|Bell 525 Relentless in the hangar at the manufacturer’s facility in Amarillo, Texas.|
During an update session with Larry Timmesch, vice president of Commercial Programs at Bell Helicopter, along with David King, chief engineer on the Bell 525 Relentless, it became apparent that the company is committed to bringing the Relentless into the “super-medium” twin market. The first helicopter build is set to take place during second quarter 2013 in Amarillo, Texas. The first flight is scheduled for mid-2014. Timmesch states that Bell has a yet-unspecified first delivery date and that orders will be taken after the first flight.
As of June, the 525 is locked into the preliminary design phase for the basic configuration and interfaces. Amarillo was selected as the manufacturing site, with Fort Worth designated as the flight test facility. The manufacturer has assembled modular build teams for defined areas of construction such as rotor systems, control systems, engine selection/installation, landing gear, cabin layout and cockpit configuration. Weight has also been set, though Bell doesn’t plan to release those figures for a while. All major suppliers are on board and some parts are already being built within the supply chain and at the factory.
Relentless will be the first commercial production helicopter that is 100 percent fly-by-wire. The flight control system (FCS) is a real focal point for Bell. In a sense, it will be acting as the “brain” of the helicopter by using its three computer control modules to sense and direct all control inputs, resulting in a highly stabilized flight in all axes. This is referred to as translational rate control (TRC) and is not to be confused with an autopilot. Perhaps a highly refined SAS would more aptly describe it.
The FCS has completed initial development and is undergoing link up configuration with the 525 input controls.
The avionics suite is the Garmin G5000H that uses touchscreen technology similar to smart phones. The menu selections are accessed through icons that look like Aps. There are three multifunction display (MFD) screens and the Garmin system is already set up in the mockup and in the simulator for testing purposes.
Bell has chosen the General Electric CT7 engine (1800 shp) and there are no plans for substitute engines.
All design and structural plans are digital using 3D virtual screens at every manufacturing and assembly point in the factory. There are no paper drawings.
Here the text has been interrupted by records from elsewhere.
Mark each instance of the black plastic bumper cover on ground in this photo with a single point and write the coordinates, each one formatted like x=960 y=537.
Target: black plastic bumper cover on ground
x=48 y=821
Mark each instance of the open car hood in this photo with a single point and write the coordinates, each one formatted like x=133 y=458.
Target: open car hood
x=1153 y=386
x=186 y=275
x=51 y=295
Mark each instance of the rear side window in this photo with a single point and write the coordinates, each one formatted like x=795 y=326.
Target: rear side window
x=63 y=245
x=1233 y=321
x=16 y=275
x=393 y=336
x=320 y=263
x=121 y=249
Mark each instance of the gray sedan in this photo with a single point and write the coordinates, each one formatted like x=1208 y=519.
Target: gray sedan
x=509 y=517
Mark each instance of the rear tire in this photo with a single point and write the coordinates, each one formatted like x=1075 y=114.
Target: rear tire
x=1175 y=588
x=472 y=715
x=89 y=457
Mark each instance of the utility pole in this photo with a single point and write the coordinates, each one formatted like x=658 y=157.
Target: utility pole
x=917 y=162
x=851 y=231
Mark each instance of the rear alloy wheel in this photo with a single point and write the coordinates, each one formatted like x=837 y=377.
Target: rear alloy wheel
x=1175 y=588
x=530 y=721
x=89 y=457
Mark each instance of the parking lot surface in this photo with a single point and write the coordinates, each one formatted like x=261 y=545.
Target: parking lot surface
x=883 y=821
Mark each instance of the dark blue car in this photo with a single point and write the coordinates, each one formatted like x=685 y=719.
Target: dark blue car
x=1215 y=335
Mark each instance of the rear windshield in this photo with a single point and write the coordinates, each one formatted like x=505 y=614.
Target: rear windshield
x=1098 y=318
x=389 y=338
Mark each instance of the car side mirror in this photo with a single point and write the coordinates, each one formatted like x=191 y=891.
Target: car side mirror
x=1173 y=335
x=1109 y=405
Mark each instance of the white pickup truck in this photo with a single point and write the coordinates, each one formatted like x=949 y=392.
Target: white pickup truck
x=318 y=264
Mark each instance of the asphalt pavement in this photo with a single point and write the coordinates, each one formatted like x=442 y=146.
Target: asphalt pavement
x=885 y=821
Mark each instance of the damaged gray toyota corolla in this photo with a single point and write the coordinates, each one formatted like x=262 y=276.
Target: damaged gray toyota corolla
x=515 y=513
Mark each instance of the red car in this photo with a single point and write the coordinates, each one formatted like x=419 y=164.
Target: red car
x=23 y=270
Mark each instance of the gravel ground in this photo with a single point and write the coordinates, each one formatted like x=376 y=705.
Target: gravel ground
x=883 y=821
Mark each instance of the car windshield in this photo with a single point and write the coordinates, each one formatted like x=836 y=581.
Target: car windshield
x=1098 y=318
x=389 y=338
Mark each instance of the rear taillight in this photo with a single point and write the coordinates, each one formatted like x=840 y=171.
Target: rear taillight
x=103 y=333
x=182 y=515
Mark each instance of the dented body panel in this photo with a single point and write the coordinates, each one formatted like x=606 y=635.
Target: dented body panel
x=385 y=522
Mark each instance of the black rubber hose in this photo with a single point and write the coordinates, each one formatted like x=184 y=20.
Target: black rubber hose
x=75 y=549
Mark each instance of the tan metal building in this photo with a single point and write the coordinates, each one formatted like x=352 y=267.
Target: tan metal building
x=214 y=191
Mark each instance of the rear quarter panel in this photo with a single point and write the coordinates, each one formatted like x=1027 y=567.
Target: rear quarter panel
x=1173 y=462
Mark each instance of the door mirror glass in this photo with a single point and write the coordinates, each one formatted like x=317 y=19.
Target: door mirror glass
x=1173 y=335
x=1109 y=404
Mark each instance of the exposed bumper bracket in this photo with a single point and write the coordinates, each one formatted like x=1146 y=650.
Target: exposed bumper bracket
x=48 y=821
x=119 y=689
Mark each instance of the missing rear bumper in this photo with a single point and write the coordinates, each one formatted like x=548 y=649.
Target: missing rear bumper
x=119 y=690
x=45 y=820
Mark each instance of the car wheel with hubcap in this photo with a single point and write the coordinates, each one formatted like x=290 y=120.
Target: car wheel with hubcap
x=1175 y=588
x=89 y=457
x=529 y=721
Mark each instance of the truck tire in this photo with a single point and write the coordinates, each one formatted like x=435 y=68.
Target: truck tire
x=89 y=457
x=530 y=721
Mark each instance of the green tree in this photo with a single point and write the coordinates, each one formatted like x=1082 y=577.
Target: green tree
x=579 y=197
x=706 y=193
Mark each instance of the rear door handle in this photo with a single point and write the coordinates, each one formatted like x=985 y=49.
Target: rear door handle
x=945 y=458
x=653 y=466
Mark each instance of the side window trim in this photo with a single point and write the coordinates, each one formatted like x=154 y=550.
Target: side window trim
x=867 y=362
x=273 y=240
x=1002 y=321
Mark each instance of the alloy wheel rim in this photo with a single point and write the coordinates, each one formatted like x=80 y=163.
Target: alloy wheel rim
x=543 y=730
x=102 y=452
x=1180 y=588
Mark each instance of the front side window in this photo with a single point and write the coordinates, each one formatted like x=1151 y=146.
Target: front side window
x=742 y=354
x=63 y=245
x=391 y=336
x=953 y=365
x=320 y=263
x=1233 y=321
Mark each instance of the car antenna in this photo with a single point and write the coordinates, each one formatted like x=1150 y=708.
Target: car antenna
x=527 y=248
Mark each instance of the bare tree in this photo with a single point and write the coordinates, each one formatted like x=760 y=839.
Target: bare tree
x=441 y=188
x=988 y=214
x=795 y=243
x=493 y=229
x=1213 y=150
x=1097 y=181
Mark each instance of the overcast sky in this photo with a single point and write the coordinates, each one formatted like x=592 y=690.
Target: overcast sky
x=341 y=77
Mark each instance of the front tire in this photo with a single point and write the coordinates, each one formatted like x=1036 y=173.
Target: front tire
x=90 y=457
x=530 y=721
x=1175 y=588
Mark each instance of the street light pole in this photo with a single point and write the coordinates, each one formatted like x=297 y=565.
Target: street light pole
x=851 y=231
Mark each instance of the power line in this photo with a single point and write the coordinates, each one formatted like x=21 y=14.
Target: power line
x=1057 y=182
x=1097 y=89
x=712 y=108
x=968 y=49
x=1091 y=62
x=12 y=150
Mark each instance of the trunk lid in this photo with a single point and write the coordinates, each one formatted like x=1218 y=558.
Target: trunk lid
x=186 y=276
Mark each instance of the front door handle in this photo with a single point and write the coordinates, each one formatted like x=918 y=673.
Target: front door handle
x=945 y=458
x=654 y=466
The helicopter is now in the detailed design phase and many of the digital drawings have been approved and released.
A systems integration lab (SIL) is up and running. This engineering unit integrates all the systems that will be a part of the production aircraft and is now functioning doing preliminary testing of the flight controls, the avionics system and the tail rotor system.
A simulator cabin (SimCab) is also up and running for control law and math model development. This differs from the SIL. The SimCab reproduces most of the research done in the SIL. This cabin is a cockpit mockup with a 358-degree field of vision that is programmed for several scenarios such as offshore and HEMS and is flown just like any other simulator. At present it is used to validate SIL programs concerned with the fly-by-wire control modules and the Garmin Avionics suite and how they will relate to actual flight through the TRC process. As development progresses, the SimCab will become more sophisticated to the point where the initial test pilots will have considerable experience with flight performance prior to the first test aircraft leaving the ground.
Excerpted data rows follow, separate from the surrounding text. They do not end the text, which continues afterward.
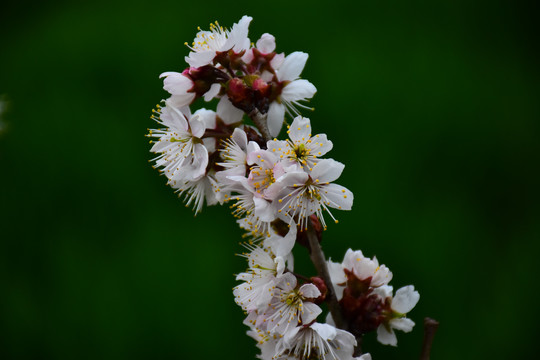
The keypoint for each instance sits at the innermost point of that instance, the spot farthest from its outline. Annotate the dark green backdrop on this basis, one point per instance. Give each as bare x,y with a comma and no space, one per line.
432,106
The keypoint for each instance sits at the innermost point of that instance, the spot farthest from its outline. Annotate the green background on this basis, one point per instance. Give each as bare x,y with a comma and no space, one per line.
432,106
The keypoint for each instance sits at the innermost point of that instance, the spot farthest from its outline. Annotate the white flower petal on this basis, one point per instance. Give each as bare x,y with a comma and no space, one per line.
363,357
212,92
275,117
197,126
309,291
300,130
327,332
266,44
405,299
339,197
327,170
229,113
403,324
386,337
292,66
298,90
264,210
208,117
176,83
310,312
239,136
198,59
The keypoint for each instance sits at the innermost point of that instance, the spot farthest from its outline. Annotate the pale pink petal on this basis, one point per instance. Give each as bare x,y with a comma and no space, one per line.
275,117
210,144
339,197
405,299
292,66
320,145
198,59
300,129
298,90
310,312
386,337
403,324
208,117
309,291
239,136
277,61
197,126
176,83
327,332
212,92
264,209
266,44
384,291
327,170
229,113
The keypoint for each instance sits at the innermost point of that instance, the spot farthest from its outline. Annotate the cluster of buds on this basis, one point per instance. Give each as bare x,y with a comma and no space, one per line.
366,300
278,191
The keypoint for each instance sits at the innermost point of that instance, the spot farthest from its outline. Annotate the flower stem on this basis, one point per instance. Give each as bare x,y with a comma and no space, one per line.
430,327
319,260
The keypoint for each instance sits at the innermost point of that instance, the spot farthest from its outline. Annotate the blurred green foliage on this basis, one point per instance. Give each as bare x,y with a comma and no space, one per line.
432,106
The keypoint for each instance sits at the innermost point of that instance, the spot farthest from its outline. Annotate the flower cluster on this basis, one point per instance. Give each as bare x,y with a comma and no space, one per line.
366,300
278,190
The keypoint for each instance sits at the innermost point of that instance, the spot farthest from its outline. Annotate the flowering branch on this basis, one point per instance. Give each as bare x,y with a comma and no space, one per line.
430,328
319,260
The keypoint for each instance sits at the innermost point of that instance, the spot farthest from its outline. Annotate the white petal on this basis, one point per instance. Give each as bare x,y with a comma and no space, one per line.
200,161
363,357
327,170
208,117
275,117
176,83
277,61
403,324
266,44
339,197
264,210
320,145
386,337
197,126
292,66
282,246
212,92
181,100
310,312
300,130
405,299
198,59
310,291
327,332
229,113
210,144
330,320
239,136
298,90
239,33
384,291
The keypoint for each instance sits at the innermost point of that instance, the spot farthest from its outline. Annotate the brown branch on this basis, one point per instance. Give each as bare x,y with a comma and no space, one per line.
319,260
430,327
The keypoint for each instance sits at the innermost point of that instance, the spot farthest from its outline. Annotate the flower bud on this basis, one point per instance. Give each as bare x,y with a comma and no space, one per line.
319,283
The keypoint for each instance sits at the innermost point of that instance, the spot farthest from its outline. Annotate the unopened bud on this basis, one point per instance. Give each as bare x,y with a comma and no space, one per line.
320,284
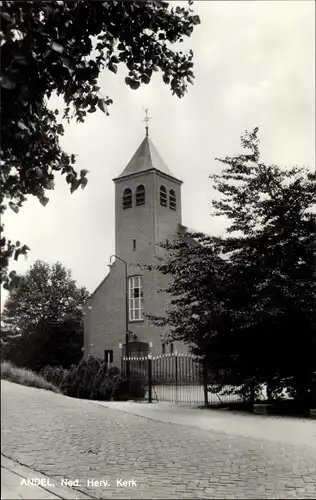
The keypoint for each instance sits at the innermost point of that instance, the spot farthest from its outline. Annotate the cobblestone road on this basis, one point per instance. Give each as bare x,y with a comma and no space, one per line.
73,439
The engineers allowed me to take a brief flight in the simulator and I chose the offshore configuration. It was an interesting experience. One example: while completing an approach to an offshore helideck, the simulator engineer, Nick Walton, said to note when my forward motion stopped over the deck. He then had me release all the controls and the simulator remained motionless over the deck at hover height. Using the collective beep button, I gently lowered the simulator to the deck and by reversing the input, raised it back to hover height. This was an early example of what Bell refers to as translational rate control. The demonstration model is still being refined but it will be an integral part of the production aircraft. The standard cockpit configuration will have a side-mounted cyclic control (as does the simulator) that allows for reduced stress, especially on long flights.
Prior to finalizing the design, Bell solicited input from a cross section of large operators designating them as the customer advisory panel (CAP). They have assisted in the design process by relating to their field experience with legacy helicopters, especially in the areas of easing maintenance access to components, writing of maintenance manuals and procedures and defining the necessary from the unnecessary throughout the design. Engineering groups from Bell have also gone out into the field to monitor some of the problems and solutions the operators deal with every day. Timmesch feels that the two-way feedback should result in a better product and better aftermarket communication.
The Bell 525 Relentless is on schedule and appears to on track toward the Bell Helicopter’s goal to provide a user friendly, safe, comfortable long-range helicopter for the 21st century.